The problem is not just about megawatts. Electricity bills for Americans overall are rising twice as fast as inflation — and data centers are one of the reasons. The mechanism is simple: new infrastructure — substations, transmission lines, backup generators — is financed through tariffs, meaning it falls on all consumers, not just the corporations building servers.
"If a data center eventually closes or consumes less electricity than projected, the bill goes to ratepayers, not the data centers themselves"
Lincoln Institute of Land Policy
What Hochul proposes instead
The moratorium is not a permanent ban. Hochul publicly formulated the condition for lifting it: according to the governor, she plans to require hyperscale data centers to contribute to a special fund supporting the state's energy grid.

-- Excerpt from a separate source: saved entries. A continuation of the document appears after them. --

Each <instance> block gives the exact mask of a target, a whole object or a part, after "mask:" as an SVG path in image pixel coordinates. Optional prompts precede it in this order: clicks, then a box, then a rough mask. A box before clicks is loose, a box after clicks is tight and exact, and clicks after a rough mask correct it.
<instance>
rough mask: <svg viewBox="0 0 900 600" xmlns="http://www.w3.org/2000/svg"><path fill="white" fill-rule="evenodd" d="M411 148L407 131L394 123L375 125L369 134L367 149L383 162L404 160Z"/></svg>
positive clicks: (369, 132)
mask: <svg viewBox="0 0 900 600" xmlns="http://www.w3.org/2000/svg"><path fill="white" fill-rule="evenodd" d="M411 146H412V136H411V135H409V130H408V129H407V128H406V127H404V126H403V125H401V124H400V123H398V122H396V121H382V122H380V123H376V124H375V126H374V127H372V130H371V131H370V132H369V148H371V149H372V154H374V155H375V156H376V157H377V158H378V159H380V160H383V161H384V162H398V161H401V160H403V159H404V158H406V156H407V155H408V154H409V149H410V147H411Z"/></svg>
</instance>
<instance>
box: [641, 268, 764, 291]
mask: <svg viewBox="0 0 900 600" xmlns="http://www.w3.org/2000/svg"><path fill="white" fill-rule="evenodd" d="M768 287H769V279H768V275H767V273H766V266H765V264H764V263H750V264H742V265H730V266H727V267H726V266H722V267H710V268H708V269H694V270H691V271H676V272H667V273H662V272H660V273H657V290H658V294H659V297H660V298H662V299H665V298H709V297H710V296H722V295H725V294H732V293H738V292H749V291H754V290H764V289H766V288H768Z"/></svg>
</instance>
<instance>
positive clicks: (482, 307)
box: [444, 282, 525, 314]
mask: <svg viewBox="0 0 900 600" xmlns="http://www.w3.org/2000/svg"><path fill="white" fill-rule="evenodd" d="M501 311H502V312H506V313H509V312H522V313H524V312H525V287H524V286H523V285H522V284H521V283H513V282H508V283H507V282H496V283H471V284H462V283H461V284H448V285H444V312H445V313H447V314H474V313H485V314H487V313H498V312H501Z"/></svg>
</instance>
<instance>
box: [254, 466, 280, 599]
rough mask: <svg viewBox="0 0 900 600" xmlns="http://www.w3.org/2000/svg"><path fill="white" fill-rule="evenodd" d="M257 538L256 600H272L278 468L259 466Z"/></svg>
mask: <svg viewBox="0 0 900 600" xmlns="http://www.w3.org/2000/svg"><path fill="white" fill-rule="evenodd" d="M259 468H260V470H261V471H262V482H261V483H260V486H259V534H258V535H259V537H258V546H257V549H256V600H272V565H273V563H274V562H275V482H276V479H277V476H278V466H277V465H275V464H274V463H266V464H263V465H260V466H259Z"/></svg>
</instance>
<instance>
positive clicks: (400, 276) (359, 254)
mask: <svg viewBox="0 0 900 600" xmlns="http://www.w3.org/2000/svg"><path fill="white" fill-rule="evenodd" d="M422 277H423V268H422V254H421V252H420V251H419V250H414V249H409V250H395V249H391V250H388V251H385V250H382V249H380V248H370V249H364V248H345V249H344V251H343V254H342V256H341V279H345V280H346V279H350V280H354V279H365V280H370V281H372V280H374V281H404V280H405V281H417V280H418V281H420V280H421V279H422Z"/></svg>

In addition, the executive order provides for:
- construction only in places where local communities approve it themselves — with no zoning exceptions;
- standards for water consumption, emissions, and energy efficiency that regulators must develop within a year;
- elimination of tax subsidies for data centers;
- requirements for wages and local hiring in projects that receive permission.
Opposition and the real cost of the pause
Criticism came from two sides. Republican Bruce Blakeman, Hochul's rival in the gubernatorial race, believes that decisions should be made by local authorities, not the state. The Data Center Coalition industry association warned that hundreds of billions of dollars in investments, jobs, and tax revenue will now go to other states. As Dan Diorio, vice president of the association, noted, the moratorium "guarantees that these investments will flow somewhere, but not to New York".
Interestingly, the state legislature passed its own bill with a similar moratorium a month ago — but Hochul refused to sign it, calling it "complex" and needing refinement. Instead, she chose an executive order that took effect immediately and gives her greater control over the parameters of new regulation.
For comparison: Maine this year rejected a similar moratorium — in part because it would have blocked a data center in a town that has not yet recovered from the closure of a local factory.
A precedent that is being replicated
In 2026, lawmakers in more than 30 states have already introduced various restrictive proposals regarding data centers. New York is the first to move from words to a signed document. This makes the state a testing ground: if over the course of a year, regulators really establish a mechanism where Big Tech finances the grid rather than consumers — the scheme could become a template for others. If not — the moratorium will become just a barrier to investment without a systemic result.
The key question for the next twelve months: will Microsoft, Google, and Amazon agree to new conditions in New York — or will they simply move their next campus to Texas or Virginia, where there are no moratoriums?